Problem

It is New Year’s Day and people are in line for the Wonderland rollercoaster ride. Each person wears a sticker indicating their initial position in the queue from 1 to n. Any person can bribe the person directly in front of them to swap positions, but they still wear their original sticker. One person can bribe at most two others.

Determine the minimum number of bribes that took place to get to a given queue order. Print the number of bribes, or, if anyone has bribed more than two people, print Too chaotic.

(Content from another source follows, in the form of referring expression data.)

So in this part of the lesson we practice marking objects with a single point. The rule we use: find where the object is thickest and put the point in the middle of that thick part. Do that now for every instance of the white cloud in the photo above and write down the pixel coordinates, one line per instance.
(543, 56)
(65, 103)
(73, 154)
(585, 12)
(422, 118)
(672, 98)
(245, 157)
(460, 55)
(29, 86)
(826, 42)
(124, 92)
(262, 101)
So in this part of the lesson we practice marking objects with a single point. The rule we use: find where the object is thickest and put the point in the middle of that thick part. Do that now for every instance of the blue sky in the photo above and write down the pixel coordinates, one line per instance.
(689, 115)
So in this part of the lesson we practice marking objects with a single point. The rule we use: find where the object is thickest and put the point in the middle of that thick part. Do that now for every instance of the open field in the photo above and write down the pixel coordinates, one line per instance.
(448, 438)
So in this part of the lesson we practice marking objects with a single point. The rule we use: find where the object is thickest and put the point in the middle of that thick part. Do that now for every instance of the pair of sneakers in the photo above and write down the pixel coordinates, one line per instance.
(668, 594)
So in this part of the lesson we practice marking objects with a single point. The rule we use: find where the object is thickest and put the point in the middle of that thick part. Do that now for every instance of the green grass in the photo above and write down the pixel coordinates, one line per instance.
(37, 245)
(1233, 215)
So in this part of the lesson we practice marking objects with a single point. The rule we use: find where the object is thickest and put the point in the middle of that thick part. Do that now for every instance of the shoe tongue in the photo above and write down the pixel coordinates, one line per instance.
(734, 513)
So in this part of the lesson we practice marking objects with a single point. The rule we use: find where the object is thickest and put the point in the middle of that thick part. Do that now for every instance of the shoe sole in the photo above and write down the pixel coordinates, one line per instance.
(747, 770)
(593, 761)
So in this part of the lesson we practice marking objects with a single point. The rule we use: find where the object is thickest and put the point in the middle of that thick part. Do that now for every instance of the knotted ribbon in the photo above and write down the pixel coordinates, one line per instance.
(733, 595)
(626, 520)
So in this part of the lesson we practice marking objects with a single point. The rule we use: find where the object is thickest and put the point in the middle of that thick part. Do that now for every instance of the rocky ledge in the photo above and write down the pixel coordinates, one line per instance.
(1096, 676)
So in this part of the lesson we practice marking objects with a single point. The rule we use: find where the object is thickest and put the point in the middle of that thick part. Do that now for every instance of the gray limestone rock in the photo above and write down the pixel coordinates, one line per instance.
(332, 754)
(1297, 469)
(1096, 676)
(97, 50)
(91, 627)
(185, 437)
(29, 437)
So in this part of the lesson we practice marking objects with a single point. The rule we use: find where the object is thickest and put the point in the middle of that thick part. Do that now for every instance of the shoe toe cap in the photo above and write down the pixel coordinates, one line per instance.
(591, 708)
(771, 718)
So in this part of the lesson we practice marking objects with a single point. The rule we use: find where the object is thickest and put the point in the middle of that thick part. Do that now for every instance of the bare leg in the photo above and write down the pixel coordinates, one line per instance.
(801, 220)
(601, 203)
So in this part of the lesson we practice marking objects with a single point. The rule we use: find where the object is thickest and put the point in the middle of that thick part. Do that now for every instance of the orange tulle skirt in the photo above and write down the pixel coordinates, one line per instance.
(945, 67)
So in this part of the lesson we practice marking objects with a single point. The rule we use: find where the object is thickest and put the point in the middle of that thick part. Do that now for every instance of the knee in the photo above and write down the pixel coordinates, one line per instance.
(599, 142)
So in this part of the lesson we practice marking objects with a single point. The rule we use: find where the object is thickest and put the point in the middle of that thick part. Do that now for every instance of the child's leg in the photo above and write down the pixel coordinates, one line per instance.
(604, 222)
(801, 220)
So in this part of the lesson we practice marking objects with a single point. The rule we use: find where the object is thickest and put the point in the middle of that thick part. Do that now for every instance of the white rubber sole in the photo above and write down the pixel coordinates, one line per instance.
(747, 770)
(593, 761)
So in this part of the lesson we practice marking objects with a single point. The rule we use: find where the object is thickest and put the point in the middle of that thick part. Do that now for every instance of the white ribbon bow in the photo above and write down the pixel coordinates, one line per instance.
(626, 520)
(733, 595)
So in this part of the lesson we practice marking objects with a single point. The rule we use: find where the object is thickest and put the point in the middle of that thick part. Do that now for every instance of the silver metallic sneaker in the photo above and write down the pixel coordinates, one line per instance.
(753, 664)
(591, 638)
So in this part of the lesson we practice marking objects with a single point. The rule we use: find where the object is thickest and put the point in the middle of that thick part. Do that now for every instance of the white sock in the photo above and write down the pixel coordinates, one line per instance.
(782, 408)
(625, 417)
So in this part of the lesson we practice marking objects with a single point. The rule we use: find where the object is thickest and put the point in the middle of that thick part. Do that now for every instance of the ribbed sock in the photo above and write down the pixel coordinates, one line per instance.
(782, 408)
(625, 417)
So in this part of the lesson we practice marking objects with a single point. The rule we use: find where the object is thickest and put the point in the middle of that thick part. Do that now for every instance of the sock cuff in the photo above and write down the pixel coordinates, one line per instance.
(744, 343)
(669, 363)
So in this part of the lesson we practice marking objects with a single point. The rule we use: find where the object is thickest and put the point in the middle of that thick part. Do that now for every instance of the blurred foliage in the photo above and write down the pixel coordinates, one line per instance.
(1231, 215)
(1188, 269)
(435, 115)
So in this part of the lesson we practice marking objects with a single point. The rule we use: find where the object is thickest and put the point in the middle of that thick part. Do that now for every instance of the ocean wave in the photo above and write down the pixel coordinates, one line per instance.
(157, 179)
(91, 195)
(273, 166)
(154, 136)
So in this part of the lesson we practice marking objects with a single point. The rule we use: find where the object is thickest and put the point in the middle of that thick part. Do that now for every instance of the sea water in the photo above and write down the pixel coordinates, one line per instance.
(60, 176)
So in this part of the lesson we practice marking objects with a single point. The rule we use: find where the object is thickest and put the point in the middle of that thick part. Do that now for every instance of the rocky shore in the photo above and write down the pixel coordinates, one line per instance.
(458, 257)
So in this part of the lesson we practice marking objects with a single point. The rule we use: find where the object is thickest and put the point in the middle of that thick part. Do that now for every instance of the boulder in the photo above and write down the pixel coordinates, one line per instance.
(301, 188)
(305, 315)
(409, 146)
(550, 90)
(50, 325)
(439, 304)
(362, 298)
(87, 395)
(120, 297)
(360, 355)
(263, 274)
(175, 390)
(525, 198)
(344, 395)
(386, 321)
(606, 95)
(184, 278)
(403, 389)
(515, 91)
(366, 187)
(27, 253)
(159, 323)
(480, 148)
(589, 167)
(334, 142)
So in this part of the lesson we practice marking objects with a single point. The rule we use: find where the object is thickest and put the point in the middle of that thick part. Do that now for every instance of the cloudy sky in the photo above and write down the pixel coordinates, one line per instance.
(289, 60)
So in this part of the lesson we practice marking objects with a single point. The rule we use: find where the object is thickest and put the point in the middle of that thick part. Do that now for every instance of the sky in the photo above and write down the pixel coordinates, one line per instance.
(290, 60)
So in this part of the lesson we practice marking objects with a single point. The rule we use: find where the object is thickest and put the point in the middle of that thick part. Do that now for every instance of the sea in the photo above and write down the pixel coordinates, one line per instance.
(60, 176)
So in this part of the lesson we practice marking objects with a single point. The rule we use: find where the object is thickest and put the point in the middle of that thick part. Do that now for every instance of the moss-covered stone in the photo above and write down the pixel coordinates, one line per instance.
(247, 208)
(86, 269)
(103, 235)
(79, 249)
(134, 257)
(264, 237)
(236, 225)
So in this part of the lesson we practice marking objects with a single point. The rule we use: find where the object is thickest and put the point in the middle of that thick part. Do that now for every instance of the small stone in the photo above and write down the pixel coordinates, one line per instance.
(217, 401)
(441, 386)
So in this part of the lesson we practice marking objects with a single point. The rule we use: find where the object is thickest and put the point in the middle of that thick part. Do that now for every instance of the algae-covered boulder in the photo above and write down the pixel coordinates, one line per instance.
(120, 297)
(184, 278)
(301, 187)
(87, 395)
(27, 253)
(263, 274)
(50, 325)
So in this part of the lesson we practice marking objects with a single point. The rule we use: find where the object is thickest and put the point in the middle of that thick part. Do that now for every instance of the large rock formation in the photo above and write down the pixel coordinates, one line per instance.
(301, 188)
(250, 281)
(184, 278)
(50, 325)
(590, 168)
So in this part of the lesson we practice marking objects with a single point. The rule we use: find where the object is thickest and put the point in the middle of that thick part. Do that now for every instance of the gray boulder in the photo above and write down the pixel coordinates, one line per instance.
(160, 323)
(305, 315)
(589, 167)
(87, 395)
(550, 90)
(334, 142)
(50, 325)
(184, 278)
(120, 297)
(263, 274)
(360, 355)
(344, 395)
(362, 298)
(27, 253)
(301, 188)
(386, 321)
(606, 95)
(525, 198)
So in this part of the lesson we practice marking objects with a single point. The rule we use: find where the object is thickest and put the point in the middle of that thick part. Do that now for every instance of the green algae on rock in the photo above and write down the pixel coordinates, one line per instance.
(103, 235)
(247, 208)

See full description and example input & output in the HackerRank page.

Solution

A person, wearing the number q[i], was initally at position q[i] - 1 (e.g. a person with number 3 was at the index 2 at first). The person can bribe others at most twice, so the person can move left at most 2 positions. When inspect the list, we compare each person’s original position, i.e. q[i] - 1, with the current position i, if (q[i] - 1) - i is greater than 2, then this person bribes too many people. Our program prints Too chaotic in this case.

Next, we calculate how many bribes happen. Say, the initial list is:

  1 2 3 4 5

And, its current state is:

  1 2 5 3 4

For every person X, we check people in the left of this person, if any of them’s number is greater than X’s, then that person must bribe X.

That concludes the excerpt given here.